Et c'est un succès puisque la section compte toujours près de 250 licenciés, dont 50 enfants. "On continue de proposer des entraînements de boxe française, souligne Jaffa Ghemri. Tous nos coaches - Amri, Flavien, Karim et moi-même - sont issus de la savate, qui reste une superbe école pour les disciplines pieds-poings, notamment au niveau de la technique."

Des jeunes prometteurs

De même, des sessions de boxe anglaise sont également programmées afin de perfectionner la technique des poings, mais en ce qui concerne la compétition, il n'est désormais plus question que de kickboxing du côté du club créé en 1973.

Avec moins de titres remportés qu'à la grande époque de la savate, mais dans une discipline plus dense, le club balbynien conserve sa réputation d'excellent club formateur en conquérant chaque saison quelques titres nationaux, voire internationaux.

"Comme cela nous arrive régulièrement tous les trois-quatre ans, nous sommes cette saison dans une période un peu plus creuse, souligne l'entraîneur. Il faut que la relève se forme et on a une dizaine de jeunes qui promettent beaucoup."
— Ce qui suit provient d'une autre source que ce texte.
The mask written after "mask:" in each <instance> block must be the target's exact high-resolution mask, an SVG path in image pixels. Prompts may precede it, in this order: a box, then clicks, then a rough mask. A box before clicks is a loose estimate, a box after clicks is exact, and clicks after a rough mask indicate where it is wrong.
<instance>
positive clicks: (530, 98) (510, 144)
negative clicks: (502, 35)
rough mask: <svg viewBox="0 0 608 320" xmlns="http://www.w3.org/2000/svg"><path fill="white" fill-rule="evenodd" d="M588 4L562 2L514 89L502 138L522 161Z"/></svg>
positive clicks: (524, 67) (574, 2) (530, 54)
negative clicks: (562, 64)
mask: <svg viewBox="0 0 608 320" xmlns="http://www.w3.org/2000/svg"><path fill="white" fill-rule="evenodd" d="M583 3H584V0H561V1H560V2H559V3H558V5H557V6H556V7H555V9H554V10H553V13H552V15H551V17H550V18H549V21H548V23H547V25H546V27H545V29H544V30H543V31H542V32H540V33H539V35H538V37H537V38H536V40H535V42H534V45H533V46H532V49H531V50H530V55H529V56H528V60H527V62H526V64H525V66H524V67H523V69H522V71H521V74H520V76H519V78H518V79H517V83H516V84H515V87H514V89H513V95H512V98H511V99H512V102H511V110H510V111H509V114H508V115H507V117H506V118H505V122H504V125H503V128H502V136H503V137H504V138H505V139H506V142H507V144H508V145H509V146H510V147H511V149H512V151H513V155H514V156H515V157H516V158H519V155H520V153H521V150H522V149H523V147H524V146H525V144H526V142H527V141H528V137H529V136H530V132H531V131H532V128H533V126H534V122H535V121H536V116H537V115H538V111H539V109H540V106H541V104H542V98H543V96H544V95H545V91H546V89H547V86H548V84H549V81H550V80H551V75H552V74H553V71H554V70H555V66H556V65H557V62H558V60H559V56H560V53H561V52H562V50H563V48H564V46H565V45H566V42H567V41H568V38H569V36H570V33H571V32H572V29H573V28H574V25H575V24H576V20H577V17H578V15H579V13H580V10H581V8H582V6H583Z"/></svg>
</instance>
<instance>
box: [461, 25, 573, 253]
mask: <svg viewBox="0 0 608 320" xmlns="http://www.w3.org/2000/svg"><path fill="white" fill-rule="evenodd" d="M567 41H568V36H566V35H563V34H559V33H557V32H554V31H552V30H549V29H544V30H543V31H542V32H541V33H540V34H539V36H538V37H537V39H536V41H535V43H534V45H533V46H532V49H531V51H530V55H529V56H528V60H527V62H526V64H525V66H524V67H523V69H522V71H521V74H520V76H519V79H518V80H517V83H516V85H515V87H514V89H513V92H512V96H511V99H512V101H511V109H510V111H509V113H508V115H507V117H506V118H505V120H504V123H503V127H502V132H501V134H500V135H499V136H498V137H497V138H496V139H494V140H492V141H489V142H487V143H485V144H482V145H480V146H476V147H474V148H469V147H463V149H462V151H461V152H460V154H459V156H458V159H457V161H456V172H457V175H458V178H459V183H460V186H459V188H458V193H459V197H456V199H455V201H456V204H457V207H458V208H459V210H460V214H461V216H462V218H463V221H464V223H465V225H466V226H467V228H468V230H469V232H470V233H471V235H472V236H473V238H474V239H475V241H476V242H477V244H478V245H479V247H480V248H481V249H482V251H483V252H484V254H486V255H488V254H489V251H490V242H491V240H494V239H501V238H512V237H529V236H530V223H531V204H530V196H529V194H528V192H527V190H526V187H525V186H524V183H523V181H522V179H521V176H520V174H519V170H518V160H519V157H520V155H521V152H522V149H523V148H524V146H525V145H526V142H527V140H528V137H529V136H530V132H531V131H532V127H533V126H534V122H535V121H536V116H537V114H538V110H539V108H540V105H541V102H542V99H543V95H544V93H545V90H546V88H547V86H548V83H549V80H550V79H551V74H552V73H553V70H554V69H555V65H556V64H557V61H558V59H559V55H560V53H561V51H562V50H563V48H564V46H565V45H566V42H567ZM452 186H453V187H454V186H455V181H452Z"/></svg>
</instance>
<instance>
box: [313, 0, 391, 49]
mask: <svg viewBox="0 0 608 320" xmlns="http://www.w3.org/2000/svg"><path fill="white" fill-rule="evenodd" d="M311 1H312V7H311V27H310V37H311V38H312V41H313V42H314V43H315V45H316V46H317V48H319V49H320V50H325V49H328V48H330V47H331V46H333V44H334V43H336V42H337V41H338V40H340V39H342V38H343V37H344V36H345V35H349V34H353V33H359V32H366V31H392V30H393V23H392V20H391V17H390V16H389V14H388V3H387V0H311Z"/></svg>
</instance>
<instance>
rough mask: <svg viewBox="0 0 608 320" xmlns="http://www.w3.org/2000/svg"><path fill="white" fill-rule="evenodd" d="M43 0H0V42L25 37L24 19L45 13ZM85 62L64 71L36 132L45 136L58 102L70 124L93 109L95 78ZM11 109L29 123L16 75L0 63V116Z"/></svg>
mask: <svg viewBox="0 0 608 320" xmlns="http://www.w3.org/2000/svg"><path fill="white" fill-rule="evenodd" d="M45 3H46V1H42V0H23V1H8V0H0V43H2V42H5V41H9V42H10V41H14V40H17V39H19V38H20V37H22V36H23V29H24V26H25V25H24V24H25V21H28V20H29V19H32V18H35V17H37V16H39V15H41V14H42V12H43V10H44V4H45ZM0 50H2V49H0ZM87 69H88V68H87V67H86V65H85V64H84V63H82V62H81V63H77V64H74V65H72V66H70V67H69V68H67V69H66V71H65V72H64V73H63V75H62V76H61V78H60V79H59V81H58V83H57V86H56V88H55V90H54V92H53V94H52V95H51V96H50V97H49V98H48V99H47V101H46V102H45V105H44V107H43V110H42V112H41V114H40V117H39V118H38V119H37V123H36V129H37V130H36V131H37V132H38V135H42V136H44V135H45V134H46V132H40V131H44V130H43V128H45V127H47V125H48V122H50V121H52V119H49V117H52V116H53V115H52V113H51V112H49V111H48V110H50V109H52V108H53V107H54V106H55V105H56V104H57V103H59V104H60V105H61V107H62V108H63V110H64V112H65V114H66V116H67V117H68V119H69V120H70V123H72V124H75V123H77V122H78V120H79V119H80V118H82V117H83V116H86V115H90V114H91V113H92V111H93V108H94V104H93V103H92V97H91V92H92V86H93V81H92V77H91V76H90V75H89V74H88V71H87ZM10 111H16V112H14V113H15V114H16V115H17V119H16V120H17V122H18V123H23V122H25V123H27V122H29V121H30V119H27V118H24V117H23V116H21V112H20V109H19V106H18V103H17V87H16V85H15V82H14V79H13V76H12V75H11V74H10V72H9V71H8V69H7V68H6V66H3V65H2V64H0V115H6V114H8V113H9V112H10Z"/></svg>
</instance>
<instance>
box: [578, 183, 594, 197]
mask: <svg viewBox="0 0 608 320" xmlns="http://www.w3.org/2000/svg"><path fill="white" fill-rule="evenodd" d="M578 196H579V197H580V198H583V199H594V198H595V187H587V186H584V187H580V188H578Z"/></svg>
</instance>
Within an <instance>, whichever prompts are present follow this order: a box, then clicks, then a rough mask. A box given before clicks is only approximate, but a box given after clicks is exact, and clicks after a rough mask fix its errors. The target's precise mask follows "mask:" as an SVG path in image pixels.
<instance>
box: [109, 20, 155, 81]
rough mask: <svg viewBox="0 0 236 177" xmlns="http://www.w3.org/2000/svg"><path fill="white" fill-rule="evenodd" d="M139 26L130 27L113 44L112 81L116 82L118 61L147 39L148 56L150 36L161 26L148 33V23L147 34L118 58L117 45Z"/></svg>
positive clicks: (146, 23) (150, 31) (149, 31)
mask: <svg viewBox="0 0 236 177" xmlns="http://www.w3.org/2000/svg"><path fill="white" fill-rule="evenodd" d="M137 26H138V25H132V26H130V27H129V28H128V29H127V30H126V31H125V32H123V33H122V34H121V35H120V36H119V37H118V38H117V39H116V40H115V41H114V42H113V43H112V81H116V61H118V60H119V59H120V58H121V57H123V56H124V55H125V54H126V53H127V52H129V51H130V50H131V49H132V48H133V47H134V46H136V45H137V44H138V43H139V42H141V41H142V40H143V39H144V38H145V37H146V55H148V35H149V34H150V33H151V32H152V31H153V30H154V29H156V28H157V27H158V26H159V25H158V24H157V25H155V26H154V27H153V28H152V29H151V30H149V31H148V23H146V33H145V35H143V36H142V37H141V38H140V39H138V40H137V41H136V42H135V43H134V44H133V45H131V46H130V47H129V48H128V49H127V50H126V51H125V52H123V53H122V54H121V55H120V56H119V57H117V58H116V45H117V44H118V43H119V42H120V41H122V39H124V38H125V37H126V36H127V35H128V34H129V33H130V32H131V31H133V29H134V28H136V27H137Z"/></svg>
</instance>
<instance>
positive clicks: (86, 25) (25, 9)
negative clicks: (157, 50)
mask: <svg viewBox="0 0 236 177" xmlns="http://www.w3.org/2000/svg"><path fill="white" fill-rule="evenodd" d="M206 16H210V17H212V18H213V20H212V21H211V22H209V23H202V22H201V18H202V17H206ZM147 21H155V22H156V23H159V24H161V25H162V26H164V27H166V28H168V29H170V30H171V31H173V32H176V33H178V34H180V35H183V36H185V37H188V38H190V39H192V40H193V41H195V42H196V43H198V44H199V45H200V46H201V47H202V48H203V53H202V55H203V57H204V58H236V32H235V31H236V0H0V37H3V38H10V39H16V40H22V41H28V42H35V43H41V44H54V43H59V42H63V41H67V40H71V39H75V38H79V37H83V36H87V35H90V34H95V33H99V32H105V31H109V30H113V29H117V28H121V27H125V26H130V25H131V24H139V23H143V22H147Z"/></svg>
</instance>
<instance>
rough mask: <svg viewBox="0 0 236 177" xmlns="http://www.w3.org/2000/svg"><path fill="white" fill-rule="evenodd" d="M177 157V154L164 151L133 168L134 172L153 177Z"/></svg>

Les recettes de la réussite du club balbynien n'ont, elles, pas changé : "Il faut du sérieux, du travail, du respect, de l'entraide et un esprit de famille. Le sport, et notamment la boxe, c'est aussi une école de la vie. Arriver à l'heure, saluer, se respecter soi-même et les autres... Nos objectifs sont avant tout là et pas dans la quête absolue du haut niveau".

Partenariats

C'est aussi avec cet esprit que l'ACB développe nombre d'actions qui vont au-delà de l'aspect compétition.

Comme le lien avec les associations sportives du commissariat de Bobigny afin que certains adhérents viennent boxer à Jesse-Owens.

Ou le partenariat depuis cinq ans avec l'institut médico-éducatif "Le Tremplin", qui permet chaque année à une quinzaine d'élèves, âgés de 15 à 20 ans et souffrant de déficience intellectuelle, de découvrir la pratique et ses bienfaits.

Des entraînements spécialisés en cardio-training sont aussi prévus trois midis par semaine et un cours réservé aux femmes le samedi matin.